Saturday, March 4 is opening day of M.C. Escher: Reality and Illusion, featuring a large retrospective of the Dutch artist’s work that became pervasive during the last four decades in museums worldwide and throughout pop culture.
During each busy installation week, Woodson Art Museum staff – while scurrying to make myriad preparations – are always filled with anticipation, eager to see how the new exhibition will be received. We can guess, but we’re never certain until it opens.
This time, I’m witnessing excitement percolate online, bubbling up through comments on Facebook and Twitter.
From Watford, United Kingdom, Martin Elsen: Amazing visionary artist – a childhood favourite of mine.
From Chicago, Steven Kropp: I wanna see it!!!!
From Port Edwards, Fran Lankford: This is a must see!
From Chicago, Shay DeGrandis: I’ll have to come back up for this!
From Ironwood, Michigan, Candace Kroells: Jacobs Field trip!!
Other comments may not reveal from where visitors would be traveling, but the excitement is palpable.
Barbara Brucker-Tyler: Absolutely INCREDIBLE ARTIST. THANK YOU FOR SHARING.

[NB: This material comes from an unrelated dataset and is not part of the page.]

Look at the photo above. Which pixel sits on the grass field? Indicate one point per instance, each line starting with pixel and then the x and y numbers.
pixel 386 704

Laura Graham LaRocca: I remember having a poster of his in high school.
Joe Finamore: Always loved Escher. So mathematical and yet so artistic.

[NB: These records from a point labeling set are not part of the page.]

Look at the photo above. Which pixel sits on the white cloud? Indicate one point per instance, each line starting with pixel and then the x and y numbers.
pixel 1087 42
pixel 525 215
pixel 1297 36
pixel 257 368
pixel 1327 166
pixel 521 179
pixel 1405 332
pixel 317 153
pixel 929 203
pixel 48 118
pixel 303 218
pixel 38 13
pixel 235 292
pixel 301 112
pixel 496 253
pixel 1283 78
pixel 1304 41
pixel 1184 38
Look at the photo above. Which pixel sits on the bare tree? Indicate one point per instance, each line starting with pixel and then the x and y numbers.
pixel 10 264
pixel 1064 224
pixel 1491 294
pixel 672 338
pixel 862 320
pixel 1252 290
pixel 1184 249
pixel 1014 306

These comments are coming from farther afield, too – Chicago, the Twin Cities, throughout the state and beyond. That’s thanks to a $20,000 Wisconsin Department of Tourism Joint Effort Marketing grant that enables the Museum to extend the promotional reach farther than we could otherwise afford as a non-profit art museum committed to always-free admission.
The Escher exhibition, drawn from a large private collection from the Herakleidon Museum, Athens, Greece, has only appeared in a few other U.S. museums. In Rochester, New York, the Memorial Art Gallery, where the Escher exhibition was on view last year, charges $14 for general admission. In Manchester, New Hampshire, the Currier Museum of Art has a $15 admission fee, presented the Escher exhibition in 2014, and increased its admission fee for the Escher exhibition to help offset its higher costs.

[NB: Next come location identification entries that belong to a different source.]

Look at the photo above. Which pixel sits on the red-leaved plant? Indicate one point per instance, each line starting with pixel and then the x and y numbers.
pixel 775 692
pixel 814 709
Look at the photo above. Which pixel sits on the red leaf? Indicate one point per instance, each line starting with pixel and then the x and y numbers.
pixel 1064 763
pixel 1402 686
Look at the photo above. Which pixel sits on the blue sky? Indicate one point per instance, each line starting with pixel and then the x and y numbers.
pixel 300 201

In Wausau, at the Woodson Art Museum, it will be free – thanks to the extraordinary foresight-filled commitment made forty-two years ago by the Museum’s founding families. Now, at a time when museums nationwide seek to lower barriers to the visual arts by only occasionally offering free admission or temporarily reducing admission fees for members or for certain exhibitions, the Woodson Art Museum proudly and steadfastly maintains its commitment to always-free admission. We hope people recognize, value, and show their appreciation – first with their feet, walking through the doors repeatedly in the days and weeks ahead.
Mathematicians are ecstatic. Architects are eager. Those who were teens in the 1960s are ready for retro. Visit to see why. Take a deep dive into Escher’s tessellations, architectural fantasies, and explorations of infinity. Or for a lighter take on Escher, float through – for a more playful “splash” – Illustrating Illusions: Drawings by Robin Lauersdorf, the Wisconsin artist who’s long been inspired by Escher’s work.
On opening day, Lauersdorf presents a gallery talk, “Illustrating Illusion à la Escher,” on Saturday, March 4, 1-2 pm. Register now for a two-day drawing workshop for teens and adults, Saturday and Sunday, March 25-26; check the events calendar for details and call the Museum to register.
Woodson Art Museum programs engage and educate visitors of all ages throughout each year, and during the exhibition this spring, those Museum programs incorporate themes making myriad connections – like Escher’s work – to art, math, science, engineering, and architecture. This month’s highlights, in addition to Lauersdorf’s programs, include a Saturday afternoon program on March 18, “Impossible Figures & Visual Spatial Talent,” led by a University of Wisconsin-Eau Claire psychology professor. On Thursday, March 23, a midday and evening gallery walk will be led by Nicholas T. Kondoprias, a partner at PAN Art Connections, Inc., which organized M.C. Escher: Reality and Illusion. Check out the Museum’s online events calendar and the visiting artist webpage to learn more about upcoming programs.
Find out what the buzz is all about; visit soon and often to see what’s new on view. What about Escher and the Woodson Art Museum inspires you?